I think this is fairly simple, accurate, and elegant approach. It uses a divide and conquer strategy. Start with only 2 values:
start point
end point
Calculate the midpoint. Offset that midpoint some value variance (which can be calculated relative to the length). The offset should ideally be normal to the vector connecting start and end, but you could be cheap by making that offset horizontal, as long as your bolts travel mostly vertically, like real lightning. Repeat above procedure for both (start, offset_mid) and (offset_mid, end), but this time using a smaller number for variance. This is a recursive approach which can terminate when either a threshold variance is achieved, or a threshold line segment length. As the recursion unwinds, you can draw all the connector segments. The idea is that the largest variance happens in the center of the bolt (when the start-to-end distance is the longest), and with each recursive call, the distance between points shrinks, and so does the variance. This way, the global variance of the bolt will be much greater than any local variances (like a real lightning bolt).

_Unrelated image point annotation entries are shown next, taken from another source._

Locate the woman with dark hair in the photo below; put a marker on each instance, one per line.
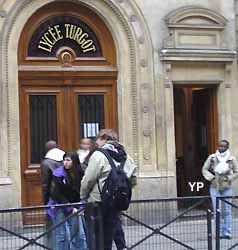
(65, 189)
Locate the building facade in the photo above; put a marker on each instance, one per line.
(163, 74)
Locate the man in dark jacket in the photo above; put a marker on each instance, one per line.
(52, 160)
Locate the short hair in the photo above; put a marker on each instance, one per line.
(50, 145)
(227, 142)
(107, 134)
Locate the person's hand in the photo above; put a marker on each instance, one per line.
(75, 210)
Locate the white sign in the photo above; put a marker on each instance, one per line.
(90, 129)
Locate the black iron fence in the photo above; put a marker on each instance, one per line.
(179, 223)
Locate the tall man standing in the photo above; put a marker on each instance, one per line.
(221, 169)
(52, 160)
(97, 172)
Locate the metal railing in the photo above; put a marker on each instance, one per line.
(178, 223)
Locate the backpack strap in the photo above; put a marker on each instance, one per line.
(108, 156)
(111, 162)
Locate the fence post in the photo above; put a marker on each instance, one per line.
(209, 229)
(218, 214)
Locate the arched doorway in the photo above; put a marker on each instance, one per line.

Here is an image of 3 different bolts generated from the same pre-determined points with this algorithm. Those points happen to be (250,100) and (500,800). If you want bolts that travel in any direction (not just "mostly vertical"), then you'll need to add more complexity to the point shifting code, shifting both X and Y based on the angle of travel of the bolt.

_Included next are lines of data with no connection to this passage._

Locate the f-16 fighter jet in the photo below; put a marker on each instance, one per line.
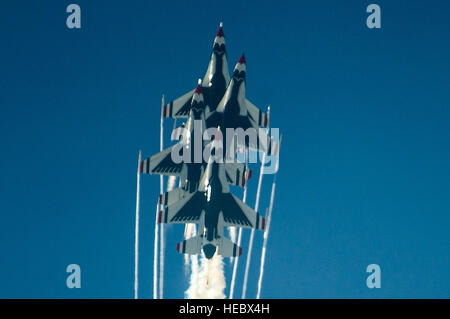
(212, 207)
(214, 85)
(190, 166)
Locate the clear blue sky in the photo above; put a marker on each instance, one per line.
(365, 167)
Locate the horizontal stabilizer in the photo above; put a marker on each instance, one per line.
(237, 174)
(162, 164)
(180, 107)
(168, 198)
(183, 211)
(229, 249)
(238, 214)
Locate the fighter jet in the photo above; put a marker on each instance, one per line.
(212, 207)
(190, 171)
(214, 86)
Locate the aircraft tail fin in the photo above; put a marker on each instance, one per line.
(168, 198)
(229, 249)
(190, 246)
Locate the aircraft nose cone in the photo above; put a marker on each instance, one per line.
(209, 250)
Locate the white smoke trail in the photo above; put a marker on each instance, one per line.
(269, 219)
(155, 256)
(252, 234)
(236, 260)
(136, 230)
(161, 190)
(189, 231)
(266, 237)
(232, 233)
(171, 181)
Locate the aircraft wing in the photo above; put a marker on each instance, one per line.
(186, 210)
(237, 214)
(162, 164)
(168, 198)
(180, 107)
(237, 174)
(258, 116)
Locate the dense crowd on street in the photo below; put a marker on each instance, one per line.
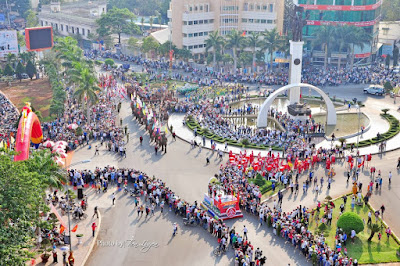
(313, 75)
(9, 119)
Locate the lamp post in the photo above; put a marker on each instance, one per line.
(358, 130)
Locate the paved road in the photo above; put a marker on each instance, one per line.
(185, 172)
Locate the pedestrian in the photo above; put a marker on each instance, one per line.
(55, 256)
(94, 228)
(65, 263)
(244, 232)
(71, 258)
(95, 212)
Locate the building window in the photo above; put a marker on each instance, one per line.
(385, 31)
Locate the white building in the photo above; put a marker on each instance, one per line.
(73, 18)
(191, 21)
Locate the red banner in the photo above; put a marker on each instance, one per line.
(335, 23)
(342, 8)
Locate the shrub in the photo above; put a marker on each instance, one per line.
(349, 221)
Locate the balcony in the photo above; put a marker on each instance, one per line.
(197, 16)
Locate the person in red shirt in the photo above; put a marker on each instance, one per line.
(94, 228)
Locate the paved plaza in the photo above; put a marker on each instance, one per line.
(185, 172)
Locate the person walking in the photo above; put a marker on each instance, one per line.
(95, 212)
(94, 228)
(245, 232)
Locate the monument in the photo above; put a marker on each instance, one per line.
(295, 108)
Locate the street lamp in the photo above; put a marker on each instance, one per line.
(358, 130)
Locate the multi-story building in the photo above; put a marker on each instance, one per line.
(359, 13)
(72, 18)
(192, 20)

And here is some Java code for this approach. I used an ArrayList since the the divide and conquer approach doesn't know ahead of time how many elements it will end up with.

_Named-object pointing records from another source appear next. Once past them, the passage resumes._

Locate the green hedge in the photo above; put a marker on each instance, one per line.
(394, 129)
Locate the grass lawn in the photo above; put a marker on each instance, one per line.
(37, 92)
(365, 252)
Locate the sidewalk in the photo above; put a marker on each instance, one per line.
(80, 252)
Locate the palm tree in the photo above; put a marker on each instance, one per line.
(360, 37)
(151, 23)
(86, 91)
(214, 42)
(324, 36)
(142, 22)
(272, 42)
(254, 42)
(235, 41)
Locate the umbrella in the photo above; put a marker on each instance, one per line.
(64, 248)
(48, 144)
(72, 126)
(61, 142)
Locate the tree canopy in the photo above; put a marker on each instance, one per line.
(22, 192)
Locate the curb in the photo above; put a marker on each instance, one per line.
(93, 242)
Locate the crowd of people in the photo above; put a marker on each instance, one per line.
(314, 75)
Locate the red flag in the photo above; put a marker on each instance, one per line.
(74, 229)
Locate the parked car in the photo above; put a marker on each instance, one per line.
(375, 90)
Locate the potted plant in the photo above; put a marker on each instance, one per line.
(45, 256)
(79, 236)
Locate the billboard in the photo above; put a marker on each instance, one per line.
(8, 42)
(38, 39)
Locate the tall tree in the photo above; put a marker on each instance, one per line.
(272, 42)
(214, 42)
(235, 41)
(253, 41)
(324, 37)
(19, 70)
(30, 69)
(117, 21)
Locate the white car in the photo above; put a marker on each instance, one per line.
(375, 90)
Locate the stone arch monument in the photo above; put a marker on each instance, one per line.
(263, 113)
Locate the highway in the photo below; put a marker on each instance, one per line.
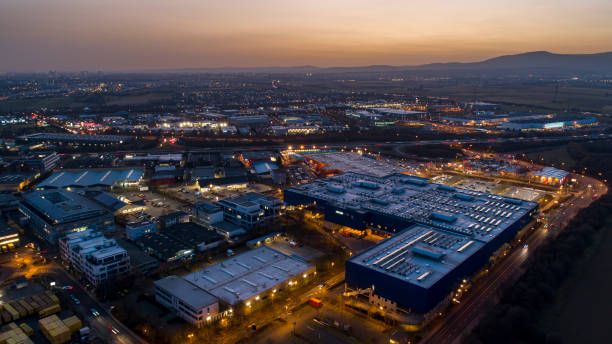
(464, 316)
(351, 145)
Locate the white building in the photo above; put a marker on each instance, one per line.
(191, 303)
(96, 257)
(208, 213)
(135, 230)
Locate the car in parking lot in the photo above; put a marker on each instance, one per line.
(75, 300)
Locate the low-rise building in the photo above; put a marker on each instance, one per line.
(8, 235)
(208, 213)
(194, 305)
(164, 247)
(139, 260)
(96, 257)
(173, 218)
(251, 209)
(135, 230)
(194, 236)
(52, 214)
(251, 276)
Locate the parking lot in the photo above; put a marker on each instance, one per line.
(286, 247)
(191, 193)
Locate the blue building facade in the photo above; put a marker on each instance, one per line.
(440, 234)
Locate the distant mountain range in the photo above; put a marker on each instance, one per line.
(536, 59)
(536, 62)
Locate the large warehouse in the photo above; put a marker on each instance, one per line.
(251, 276)
(441, 233)
(89, 179)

// play with these values to fine-tune the appearance of your bolt
private static final double VAR_FACTOR = 0.40;
private static final double VAR_DECREASE = 0.55;
private static final int MIN_LENGTH = 50;
public static ArrayList<Point> buildBolt(Point start, Point end) {
ArrayList<Point> bolt = new ArrayList<Point>();
double dx = start.getX() - end.getX();
double dy = start.getY() - end.getY();
double length = Math.sqrt(dx*dx + dy*dy);
double variance = length * VAR_FACTOR;
bolt.add(start);
buildBolt(start, end, bolt, variance);
return bolt;
}
private static void buildBolt(Point start, Point end,
List<Point> bolt, double variance) {
double dx = start.getX() - end.getX();
double dy = start.getY() - end.getY();
double length = Math.sqrt(dx*dx + dy*dy);
if (length > MIN_LENGTH) {
int varX = (int) ((Math.random() * variance * 2) - variance);
int midX = (start.x + end.x)/2 + varX;
int midY = (start.y + end.y)/2;
Point mid = new Point(midX, midY);
buildBolt(start, mid, bolt, variance * VAR_DECREASE);
buildBolt(mid, end, bolt, variance * VAR_DECREASE);
} else {
bolt.add(end);
}
return;
}

Without any graphics experience, I have this advice: it's going to be hard to pick a specific point, then try to reach it in a "random" way. Instead, I'd recommend creating a straight line from the origin to destination, then randomly bending parts of it. You could make several passes, bending smaller and smaller segments down to a certain limit to get the desired look. Again, I'm saying this without any knowledge of the graphics API.